Dans l'autobus qui traverse la province irakienne de Dohouk, Djamila, la belle-soeur de Nichan, dit que les collines lui rappellent sa région d'origine. Comme Nichan, elle n'a accepté de se confier qu'à condition de n'être identifiée que par un pseudonyme. Tout au long du trajet, elle a pris soin en silence de ses jeunes enfants pendant que Nichan s'occupait des documents nécessaires.
Djamila avoue avoir des sentiments partagés quant à ce voyage. Bien qu'elle soit impatiente d'enfin revoir son mari après plus d'un mois, elle était réticente à l'idée de vivre dans un camp de réfugiés.
« Elle n'est pas à l'aise avec cette idée », confirme Nichan.
Apparemment inconscients du long voyage et des épreuves qui les attendent, ses nièces et neveux pouffent et sourient. « Ces enfants, ils ne comprennent rien », mentionne Nichan. « Ils ne comprennent pas ce qu'ils vivent, ils ne saisissent pas l'ampleur de la situation. Tout ce qu'ils savent, c'est qu'ils vont voir leur père et ils s'en réjouissent. »
Comme nombre de familles syriennes, celle de Nichan a été éparpillée par le conflit. Son frère le plus âgé est resté à Kobané pour protéger la demeure familiale. Son autre frère aîné, le mari de Djamila, a trouvé un emploi en Iraq pour subvenir aux besoins de sa famille pendant leur exil. Nichan, le plus jeune des trois, prévoit retourner en Syrie, dans la province de Hassakeh, dès que les enfants et Djamila seront installés : il tient à finir ses études universitaires. Il y a déjà des mois depuis la dernière fois où ils étaient tous ensemble et Nichan dit s'attendre à ce que bien d'autres mois s'écoulent avant que toute la famille ne puisse être réunie à nouveau.



Après plus de quatre heures, le groupe de plus de 300 réfugiés syriens transportés par le convoi de 19 autobus depuis la frontière arrive à l'entrée du camp de réfugiés de Gawilan. Ils pourront officiellement s'y enregistrer à titre de réfugiés, puis s'installer dans le camp ou poursuivre leur voyage vers une autre destination.
Tout le monde commençait à s'assoupir. Se plaignant d'un mal de tête, Nichan tente à plusieurs reprises de joindre un cousin qui vit dans le camp avec sa famille. Ils ne se sont pas vus depuis plus d'un an. Djamila et ses enfants sortent de l'autobus et se mettent à cueillir des plantes amères, toleke en kurde, une plante similaire aux feuilles de pissenlits. Ces plantes poussent dans le nord de l'Iraq, au printemps.

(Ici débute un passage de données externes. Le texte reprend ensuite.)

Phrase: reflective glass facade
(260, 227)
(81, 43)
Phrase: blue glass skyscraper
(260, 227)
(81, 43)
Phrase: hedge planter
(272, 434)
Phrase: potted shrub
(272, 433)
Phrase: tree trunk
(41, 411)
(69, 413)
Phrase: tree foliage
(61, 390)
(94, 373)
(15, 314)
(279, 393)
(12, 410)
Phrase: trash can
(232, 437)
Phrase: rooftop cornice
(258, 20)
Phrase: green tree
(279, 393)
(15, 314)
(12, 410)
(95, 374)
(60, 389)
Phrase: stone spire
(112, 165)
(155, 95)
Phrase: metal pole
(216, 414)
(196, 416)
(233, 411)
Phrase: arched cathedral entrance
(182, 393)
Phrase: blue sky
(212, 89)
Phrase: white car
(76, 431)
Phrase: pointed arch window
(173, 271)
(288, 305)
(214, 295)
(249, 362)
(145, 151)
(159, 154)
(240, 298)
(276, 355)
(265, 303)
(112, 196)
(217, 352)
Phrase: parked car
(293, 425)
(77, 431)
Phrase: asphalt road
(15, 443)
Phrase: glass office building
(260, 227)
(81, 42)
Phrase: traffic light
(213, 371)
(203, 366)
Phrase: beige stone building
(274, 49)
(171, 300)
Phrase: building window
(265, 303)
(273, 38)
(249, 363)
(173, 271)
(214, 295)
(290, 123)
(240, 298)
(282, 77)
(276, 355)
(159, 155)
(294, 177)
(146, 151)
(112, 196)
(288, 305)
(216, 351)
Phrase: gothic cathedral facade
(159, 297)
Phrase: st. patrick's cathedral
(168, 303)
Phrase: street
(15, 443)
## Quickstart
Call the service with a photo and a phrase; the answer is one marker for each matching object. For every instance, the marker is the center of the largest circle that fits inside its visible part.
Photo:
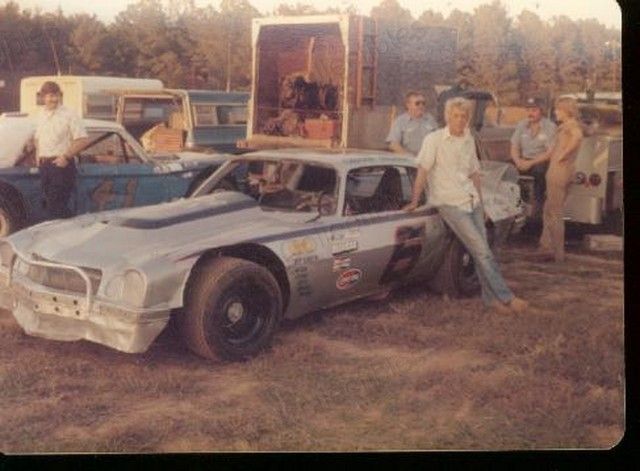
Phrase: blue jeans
(470, 229)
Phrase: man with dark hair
(59, 136)
(410, 128)
(459, 87)
(532, 137)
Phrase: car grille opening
(63, 279)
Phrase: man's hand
(410, 207)
(61, 161)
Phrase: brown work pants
(558, 179)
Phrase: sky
(605, 11)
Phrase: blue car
(114, 172)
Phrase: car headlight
(7, 255)
(130, 287)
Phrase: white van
(89, 96)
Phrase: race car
(270, 235)
(113, 171)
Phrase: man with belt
(59, 136)
(409, 129)
(532, 137)
(449, 164)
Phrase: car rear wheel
(232, 310)
(458, 271)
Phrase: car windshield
(281, 184)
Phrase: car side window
(379, 188)
(107, 148)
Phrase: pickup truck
(114, 171)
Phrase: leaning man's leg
(468, 228)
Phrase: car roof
(89, 123)
(339, 158)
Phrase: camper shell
(337, 80)
(92, 97)
(178, 119)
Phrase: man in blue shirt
(410, 128)
(532, 137)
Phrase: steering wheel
(353, 204)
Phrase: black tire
(230, 287)
(458, 273)
(9, 218)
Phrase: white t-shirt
(450, 161)
(56, 129)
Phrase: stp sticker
(349, 278)
(343, 246)
(298, 247)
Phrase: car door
(113, 174)
(378, 243)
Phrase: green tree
(537, 56)
(495, 52)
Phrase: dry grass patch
(416, 372)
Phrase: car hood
(176, 230)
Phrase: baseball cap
(50, 87)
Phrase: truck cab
(172, 120)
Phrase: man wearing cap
(532, 137)
(59, 136)
(410, 128)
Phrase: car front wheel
(232, 309)
(458, 272)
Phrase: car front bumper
(57, 315)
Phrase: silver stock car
(271, 234)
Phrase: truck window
(230, 114)
(107, 148)
(100, 106)
(205, 115)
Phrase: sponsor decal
(341, 263)
(349, 278)
(343, 246)
(296, 247)
(300, 277)
(305, 260)
(349, 234)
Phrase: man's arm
(395, 137)
(418, 188)
(426, 159)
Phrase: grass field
(415, 372)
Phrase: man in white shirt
(59, 136)
(449, 164)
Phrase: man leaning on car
(59, 136)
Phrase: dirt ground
(418, 371)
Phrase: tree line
(203, 47)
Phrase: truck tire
(9, 218)
(459, 278)
(232, 310)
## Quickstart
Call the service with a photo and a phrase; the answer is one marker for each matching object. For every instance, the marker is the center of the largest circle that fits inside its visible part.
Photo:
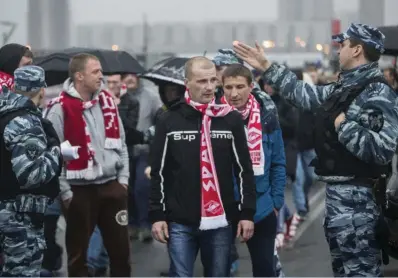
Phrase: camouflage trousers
(22, 244)
(350, 223)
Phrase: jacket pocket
(262, 182)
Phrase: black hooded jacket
(175, 176)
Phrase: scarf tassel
(214, 222)
(113, 143)
(90, 173)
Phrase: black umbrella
(56, 64)
(391, 41)
(170, 70)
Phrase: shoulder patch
(32, 150)
(372, 119)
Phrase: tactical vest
(333, 159)
(9, 185)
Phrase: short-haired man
(30, 163)
(268, 158)
(94, 186)
(197, 144)
(12, 56)
(356, 131)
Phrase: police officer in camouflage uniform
(30, 163)
(356, 132)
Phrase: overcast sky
(131, 11)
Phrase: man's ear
(357, 50)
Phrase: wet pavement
(307, 257)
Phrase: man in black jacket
(197, 144)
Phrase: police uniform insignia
(121, 218)
(376, 120)
(32, 151)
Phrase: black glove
(149, 134)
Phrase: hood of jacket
(11, 102)
(10, 57)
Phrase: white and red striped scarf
(254, 134)
(212, 209)
(77, 133)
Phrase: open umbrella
(170, 70)
(56, 64)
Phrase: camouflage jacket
(370, 130)
(32, 161)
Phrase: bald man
(197, 143)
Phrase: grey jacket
(114, 163)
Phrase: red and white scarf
(254, 134)
(77, 132)
(6, 80)
(212, 209)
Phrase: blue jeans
(97, 257)
(261, 247)
(284, 214)
(184, 244)
(141, 187)
(304, 178)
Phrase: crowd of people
(253, 131)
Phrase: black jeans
(262, 245)
(52, 258)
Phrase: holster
(382, 232)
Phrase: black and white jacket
(175, 160)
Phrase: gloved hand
(149, 135)
(52, 136)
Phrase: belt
(365, 182)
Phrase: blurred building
(187, 37)
(371, 12)
(48, 24)
(305, 10)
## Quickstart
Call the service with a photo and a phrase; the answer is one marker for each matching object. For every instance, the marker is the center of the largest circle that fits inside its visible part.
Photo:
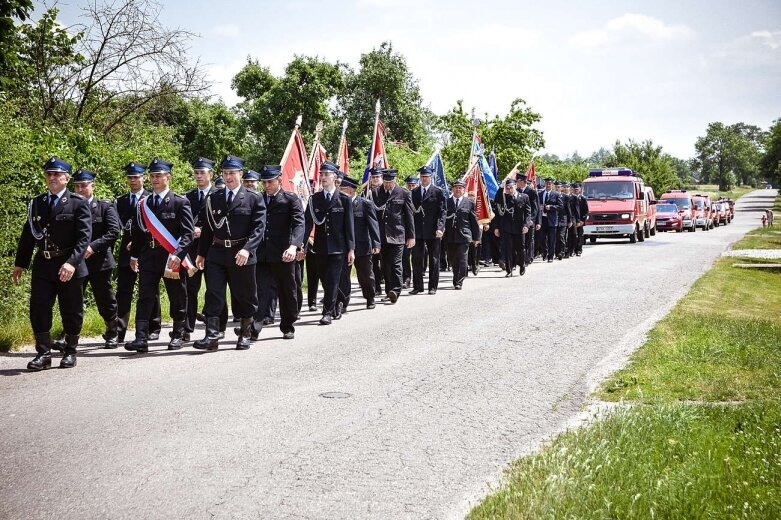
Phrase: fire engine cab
(617, 205)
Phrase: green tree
(271, 105)
(383, 75)
(646, 158)
(770, 164)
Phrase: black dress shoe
(40, 362)
(68, 361)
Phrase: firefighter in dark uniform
(99, 256)
(511, 225)
(59, 224)
(534, 207)
(203, 169)
(153, 261)
(397, 229)
(282, 239)
(234, 222)
(429, 203)
(367, 243)
(126, 277)
(461, 230)
(330, 214)
(582, 215)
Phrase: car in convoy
(667, 217)
(617, 204)
(703, 208)
(683, 200)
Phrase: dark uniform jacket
(366, 227)
(429, 212)
(127, 215)
(336, 233)
(174, 213)
(195, 208)
(556, 208)
(245, 225)
(583, 203)
(284, 226)
(66, 235)
(395, 214)
(105, 232)
(461, 222)
(513, 213)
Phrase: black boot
(112, 334)
(141, 343)
(43, 360)
(245, 334)
(177, 336)
(211, 340)
(69, 359)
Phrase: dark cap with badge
(83, 176)
(55, 164)
(231, 163)
(270, 172)
(160, 166)
(134, 169)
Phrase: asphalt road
(444, 391)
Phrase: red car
(668, 218)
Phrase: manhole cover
(335, 395)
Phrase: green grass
(701, 435)
(667, 461)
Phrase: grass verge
(702, 437)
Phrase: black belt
(229, 243)
(54, 253)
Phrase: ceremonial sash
(164, 238)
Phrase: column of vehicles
(622, 206)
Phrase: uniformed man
(99, 256)
(126, 277)
(551, 206)
(59, 224)
(282, 239)
(534, 206)
(330, 214)
(397, 229)
(429, 203)
(234, 223)
(250, 180)
(582, 215)
(163, 213)
(375, 183)
(461, 229)
(367, 243)
(203, 169)
(511, 225)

« Nous avons les mêmes plantes en Syrie », fait remarquer Djamila, prévoyant un de leurs premiers repas dans le camp. « On les fait cuire avec de l'huile et des oignons. Je pourrai les préparer de la même façon, ici, maintenant que j'aurai une cuisine à nouveau », explique-t-elle en faisant référence à une cuisinette improvisée dans la tente, à l'endroit où elle vivra temporairement avec ses enfants jusqu'à ce qu'elle ait des nouvelles de son mari, installé à Erbil, tout près de là.
« Bien sûr, ce serait mieux si je pouvais le faire à la maison, en Syrie », ajoute-t-elle avec un sourire triste.
S'il n'en tenait qu'à lui, Nichan n'aurait quant à lui jamais quitté la Syrie. « À mon avis, il aurait été préférable de rester chez moi, à Kobané, » dit-il. Comme Mohammed, toutefois, il admet qu'il est incapable d'imaginer l'avenir pour sa famille en Syrie.
Une fois enregistrés dans le camp, Nichan, Djamila et les enfants ont été transportés vers une mosquée où ils ont pu rencontrer leurs cousins. Nichan a retrouvé son énergie dans l'effervescence des étreintes et des baisers.
« Maintenant, j'ai l'impression que tout va bien aller », dit-il, un large sourire aux lèvres.